Once the righteous Ig had enjoyed the life of the blessed: born into privilege, the second son of a renowned musician and younger brother of a rising late-night TV star, he had security, wealth, and a place in his community. Ig had it all, and more—he had Merrin and a love founded on shared daydreams, mutual daring, and unlikely midsummer magic.
But Merrin’s death damned all that. The only suspect in the crime, Ig was never charged or tried. And he was never cleared. In the court of public opinion in Gideon, New Hampshire, Ig is and always will be guilty because his rich and connected parents pulled strings to make the investigation go away. Nothing Ig can do, nothing he can say, matters. Everyone, it seems, including God, has abandoned him. Everyone, that is, but the devil inside. . . .
Now Ig is possessed of a terrible new power to go with his terrible new look—a macabre talent he intends to use to find the monster who killed Merrin and destroyed his life. Being good and praying for the best got him nowhere. It’s time for a little revenge. . . . It’s time the devil had his due. . .
I did not come across this book on my own. I must give credit where credit is due; thank you Mike. Yes, I have mentioned one of my best friends Mike on the blog a few times and he seems to appreciate it but I should be the one showing my appreciation towards him as if it was not for him, I would have not known about this gem of a book.
I must admit that horror novels are not a genre in which I have traversed quite often but I figured to give it a shot and much to my surprise, I was not scared but amazed by the sheer brilliance and grim, dark humor of this book. A lot of that is due in part to the author’s lineage. Joe Hill is Stephen King’s son. A lot of Stephen King’s horror novels are blotted with some elements of dark humor to add depth to his novels. Not all books need be doom and gloom; a bit of the macabre humor does not necessarily lighten the mood as much as it enhances the thrills.
To accurately paint this book in a grim light in which it is intended might take some time so instead, I can detail the overall theme; the Devil is a human element and we can all relate to sin in one way or another. We are born of a blank slate but from our earliest onset of reactions and decisions which we make, we are molded but not defined by those actions. They lead us down a certain path in which we have to embrace in order to understand our own place in the world. But the main overall point to this book, at least the theme I took from it, was the Devil is not a villain. The Devil is just misunderstood, but aren’t we all?
How would you like to wake up one morning after a long night of indulging in pity drinking to find you have horns growing from your head? Ig Perrish undergoes just such an occurrence and it makes for a terrific read. This is one of the harder blog reviews I have had to write because I must be so vague as to not give away too much of the plot. It is the plot of this book that makes it so terrific but it is also somewhat hard to explain. I will do my best to describe it as much as I can without giving away anything crucial to the book.

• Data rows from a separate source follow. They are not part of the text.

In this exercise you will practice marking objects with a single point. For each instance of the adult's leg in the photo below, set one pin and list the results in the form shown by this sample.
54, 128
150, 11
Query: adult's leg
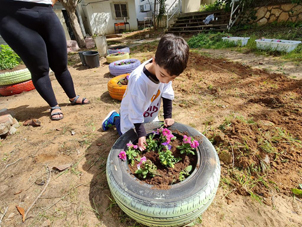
117, 122
31, 48
55, 40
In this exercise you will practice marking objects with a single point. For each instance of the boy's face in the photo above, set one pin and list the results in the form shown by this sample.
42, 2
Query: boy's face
162, 75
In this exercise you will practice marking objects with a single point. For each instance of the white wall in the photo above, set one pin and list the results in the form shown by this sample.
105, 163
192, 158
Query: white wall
98, 16
140, 15
189, 6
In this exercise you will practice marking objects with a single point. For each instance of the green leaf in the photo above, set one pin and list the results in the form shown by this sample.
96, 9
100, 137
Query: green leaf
188, 169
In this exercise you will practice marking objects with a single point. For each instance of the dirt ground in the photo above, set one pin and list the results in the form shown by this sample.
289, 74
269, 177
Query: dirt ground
252, 116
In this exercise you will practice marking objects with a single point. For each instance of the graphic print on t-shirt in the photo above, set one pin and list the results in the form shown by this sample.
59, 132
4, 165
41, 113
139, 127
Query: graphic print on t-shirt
151, 110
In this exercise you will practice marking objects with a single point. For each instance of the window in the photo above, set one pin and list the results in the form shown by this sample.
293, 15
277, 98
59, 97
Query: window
120, 10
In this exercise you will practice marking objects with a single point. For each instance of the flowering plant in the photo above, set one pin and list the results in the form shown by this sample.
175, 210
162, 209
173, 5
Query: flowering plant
164, 151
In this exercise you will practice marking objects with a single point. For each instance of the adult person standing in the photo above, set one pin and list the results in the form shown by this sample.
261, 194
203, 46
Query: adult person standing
34, 32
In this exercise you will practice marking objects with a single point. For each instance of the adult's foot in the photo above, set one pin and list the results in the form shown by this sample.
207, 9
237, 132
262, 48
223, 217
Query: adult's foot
78, 100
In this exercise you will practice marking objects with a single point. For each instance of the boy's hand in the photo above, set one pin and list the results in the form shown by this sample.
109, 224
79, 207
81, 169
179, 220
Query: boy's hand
168, 122
142, 143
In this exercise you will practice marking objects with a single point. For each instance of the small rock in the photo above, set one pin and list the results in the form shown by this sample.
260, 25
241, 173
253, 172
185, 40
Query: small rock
4, 129
46, 223
11, 215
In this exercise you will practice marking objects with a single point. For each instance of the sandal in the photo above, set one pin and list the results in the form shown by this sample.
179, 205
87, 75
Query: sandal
58, 113
74, 102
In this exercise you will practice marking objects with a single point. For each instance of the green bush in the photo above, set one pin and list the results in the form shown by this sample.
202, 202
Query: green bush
8, 58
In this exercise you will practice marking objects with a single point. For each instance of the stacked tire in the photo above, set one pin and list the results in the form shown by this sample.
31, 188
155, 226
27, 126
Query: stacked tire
118, 53
15, 82
176, 206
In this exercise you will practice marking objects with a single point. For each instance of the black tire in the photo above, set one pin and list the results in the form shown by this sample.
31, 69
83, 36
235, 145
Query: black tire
177, 206
116, 69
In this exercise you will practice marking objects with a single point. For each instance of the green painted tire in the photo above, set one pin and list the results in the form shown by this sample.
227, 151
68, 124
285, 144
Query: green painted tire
177, 206
15, 77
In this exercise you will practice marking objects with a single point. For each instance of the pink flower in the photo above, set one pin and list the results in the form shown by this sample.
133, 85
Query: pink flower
194, 144
122, 155
166, 132
143, 160
186, 139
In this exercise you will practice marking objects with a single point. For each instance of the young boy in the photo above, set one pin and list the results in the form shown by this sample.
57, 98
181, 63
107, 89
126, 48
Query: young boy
147, 84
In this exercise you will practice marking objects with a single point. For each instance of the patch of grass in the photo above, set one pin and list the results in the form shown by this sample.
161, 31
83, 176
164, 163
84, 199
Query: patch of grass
254, 147
287, 31
210, 41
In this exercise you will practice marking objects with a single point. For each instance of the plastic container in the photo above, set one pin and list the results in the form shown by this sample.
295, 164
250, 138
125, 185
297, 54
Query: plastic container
82, 57
92, 59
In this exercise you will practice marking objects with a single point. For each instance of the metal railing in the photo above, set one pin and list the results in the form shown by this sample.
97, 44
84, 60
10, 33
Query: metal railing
236, 9
173, 9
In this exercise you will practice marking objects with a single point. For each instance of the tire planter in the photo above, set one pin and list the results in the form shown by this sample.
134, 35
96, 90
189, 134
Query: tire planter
117, 56
16, 88
15, 77
117, 49
116, 91
177, 206
116, 69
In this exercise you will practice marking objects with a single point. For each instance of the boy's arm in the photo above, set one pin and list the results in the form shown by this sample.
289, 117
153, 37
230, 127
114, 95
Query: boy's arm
141, 133
167, 104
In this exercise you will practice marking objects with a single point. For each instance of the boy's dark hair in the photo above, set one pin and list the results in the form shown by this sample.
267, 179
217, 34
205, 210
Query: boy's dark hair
172, 54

The book is broken up into fifty chapters, with ten each divided into five different sections. It is a non-linear book and at times, it does bounce around between the past and the present, which only helps to add to its hellish tone. Each section has a title that presents the overall theme for that section. Joe Hill seems to have given the illusion that each section is independent of itself but in actuality, the sections are connected in various different ways; the reader is unaware of this til the very end for most of the plot points. That is a brilliant move on Hill’s part.
I was most impressed by the use of the Horns as a thematic device. The Horns themselves are a character and is an important character at that. The Horns acted as a gateway to a person’s soul and true feelings. The Horns also were able to influence the decisions of not just the characters around them but most importantly, Ig Perrish himself. Throughout the book, the reader is left wondering what the Horns intentions are and how they actually came to be placed on Ig Perrish’s head. Again, if I give this away then I will be giving away an integral part of the book.

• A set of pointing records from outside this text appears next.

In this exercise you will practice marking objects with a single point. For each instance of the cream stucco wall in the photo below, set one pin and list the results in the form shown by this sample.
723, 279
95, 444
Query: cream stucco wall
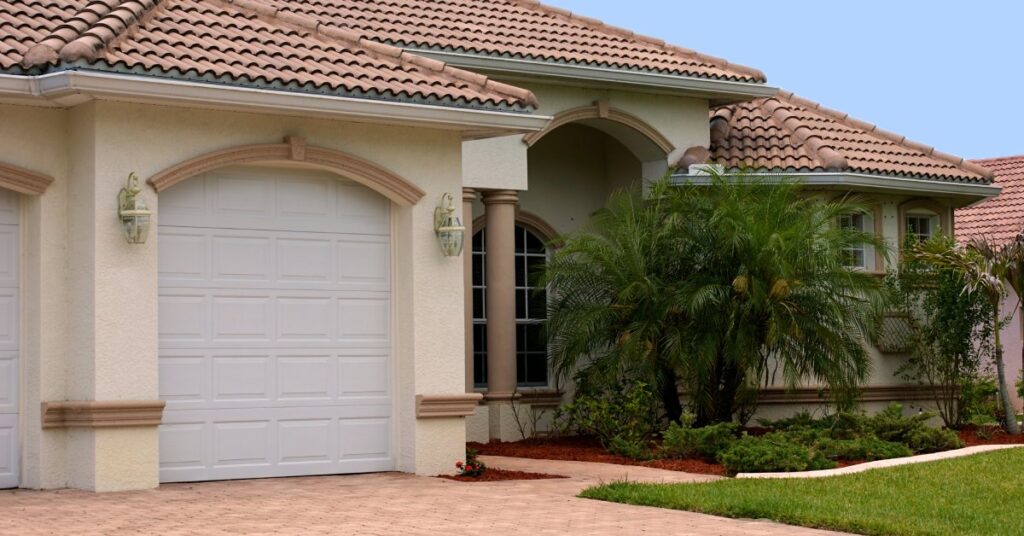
90, 322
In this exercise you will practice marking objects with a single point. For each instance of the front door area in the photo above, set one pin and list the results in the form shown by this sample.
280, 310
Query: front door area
274, 326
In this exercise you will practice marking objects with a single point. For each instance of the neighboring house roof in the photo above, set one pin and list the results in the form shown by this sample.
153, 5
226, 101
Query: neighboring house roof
786, 133
1000, 218
238, 42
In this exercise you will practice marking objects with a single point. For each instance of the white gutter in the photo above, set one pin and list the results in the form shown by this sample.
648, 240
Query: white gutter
862, 180
724, 90
72, 87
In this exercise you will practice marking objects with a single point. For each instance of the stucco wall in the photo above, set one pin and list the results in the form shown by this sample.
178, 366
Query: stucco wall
110, 316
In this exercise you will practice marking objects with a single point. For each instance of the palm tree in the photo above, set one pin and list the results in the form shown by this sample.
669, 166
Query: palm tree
712, 286
984, 269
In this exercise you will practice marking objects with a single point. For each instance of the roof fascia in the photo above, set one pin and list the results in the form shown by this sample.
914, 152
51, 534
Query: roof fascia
68, 88
864, 181
717, 91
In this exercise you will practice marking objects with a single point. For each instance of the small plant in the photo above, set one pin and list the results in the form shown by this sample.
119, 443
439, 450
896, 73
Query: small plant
772, 453
628, 412
631, 448
683, 441
473, 467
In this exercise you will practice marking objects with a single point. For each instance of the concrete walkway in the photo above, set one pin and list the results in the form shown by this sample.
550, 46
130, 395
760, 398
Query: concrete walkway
375, 504
878, 464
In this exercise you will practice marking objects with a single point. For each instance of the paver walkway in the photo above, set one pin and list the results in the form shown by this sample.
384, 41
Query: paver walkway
374, 504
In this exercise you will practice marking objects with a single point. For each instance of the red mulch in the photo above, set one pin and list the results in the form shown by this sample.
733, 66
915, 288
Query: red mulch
502, 475
969, 435
586, 449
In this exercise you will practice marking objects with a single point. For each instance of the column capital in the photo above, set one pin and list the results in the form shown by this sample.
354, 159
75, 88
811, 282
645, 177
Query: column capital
500, 197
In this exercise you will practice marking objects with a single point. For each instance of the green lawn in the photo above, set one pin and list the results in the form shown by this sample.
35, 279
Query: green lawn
981, 494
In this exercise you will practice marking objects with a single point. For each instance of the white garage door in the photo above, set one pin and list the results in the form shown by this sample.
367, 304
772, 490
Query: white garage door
8, 340
274, 326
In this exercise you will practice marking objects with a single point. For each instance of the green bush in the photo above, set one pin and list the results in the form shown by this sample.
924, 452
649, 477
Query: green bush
682, 441
772, 453
631, 448
928, 439
868, 449
628, 412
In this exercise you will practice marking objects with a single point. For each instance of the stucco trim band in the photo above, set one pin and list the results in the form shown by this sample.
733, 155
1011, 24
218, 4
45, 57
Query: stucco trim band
295, 150
24, 180
442, 406
102, 414
601, 110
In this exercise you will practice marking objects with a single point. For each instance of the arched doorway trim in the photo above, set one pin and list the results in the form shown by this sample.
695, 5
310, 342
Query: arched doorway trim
24, 180
295, 150
601, 110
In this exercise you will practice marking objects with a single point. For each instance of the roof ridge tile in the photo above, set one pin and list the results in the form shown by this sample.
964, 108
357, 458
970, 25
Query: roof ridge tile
537, 5
85, 34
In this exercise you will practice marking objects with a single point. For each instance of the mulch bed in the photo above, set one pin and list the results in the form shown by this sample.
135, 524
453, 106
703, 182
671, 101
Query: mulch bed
586, 449
969, 435
493, 475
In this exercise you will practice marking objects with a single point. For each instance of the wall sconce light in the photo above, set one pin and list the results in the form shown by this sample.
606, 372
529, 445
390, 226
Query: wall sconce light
133, 211
450, 231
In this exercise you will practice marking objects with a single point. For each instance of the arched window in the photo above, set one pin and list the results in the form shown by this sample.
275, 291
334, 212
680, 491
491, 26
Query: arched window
530, 310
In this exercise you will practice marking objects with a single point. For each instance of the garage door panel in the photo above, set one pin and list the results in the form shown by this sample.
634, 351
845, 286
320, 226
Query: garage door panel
267, 318
8, 451
274, 327
276, 200
217, 258
238, 378
8, 382
257, 443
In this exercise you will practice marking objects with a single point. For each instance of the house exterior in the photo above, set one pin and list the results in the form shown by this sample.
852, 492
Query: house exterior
1000, 219
291, 311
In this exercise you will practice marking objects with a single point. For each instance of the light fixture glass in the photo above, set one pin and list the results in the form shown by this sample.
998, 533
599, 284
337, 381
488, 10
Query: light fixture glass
133, 211
451, 232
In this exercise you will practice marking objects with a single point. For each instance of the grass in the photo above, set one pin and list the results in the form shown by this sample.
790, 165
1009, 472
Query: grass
977, 494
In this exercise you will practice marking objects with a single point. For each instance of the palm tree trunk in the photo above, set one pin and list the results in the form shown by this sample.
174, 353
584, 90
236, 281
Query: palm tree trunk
1010, 420
670, 395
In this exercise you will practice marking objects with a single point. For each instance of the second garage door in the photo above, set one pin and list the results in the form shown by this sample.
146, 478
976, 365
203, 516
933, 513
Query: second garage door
274, 326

To affectionately sum this review up, if you are looking for a mystifying horror/thriller novel filled with a bit of mystery and a whole lot of psychological mind boggling questions, then this book is the book for you. The son of Stephen King wrote this marvelous book that is soon to be a major motion picture starring Harry Potter himself, Daniel Radcliffe. I was amazed by the sheer level of psychological intrigue and the many twists and turns this book took. Does it finalize itself and can be self contained with one story? More than likely, but I do wish that somehow, someway, I could revisit these characters.
Thank you Joe Hill (not sure why you wouldn’t want to be associated with your dad) and thank you Mike for the suggestion.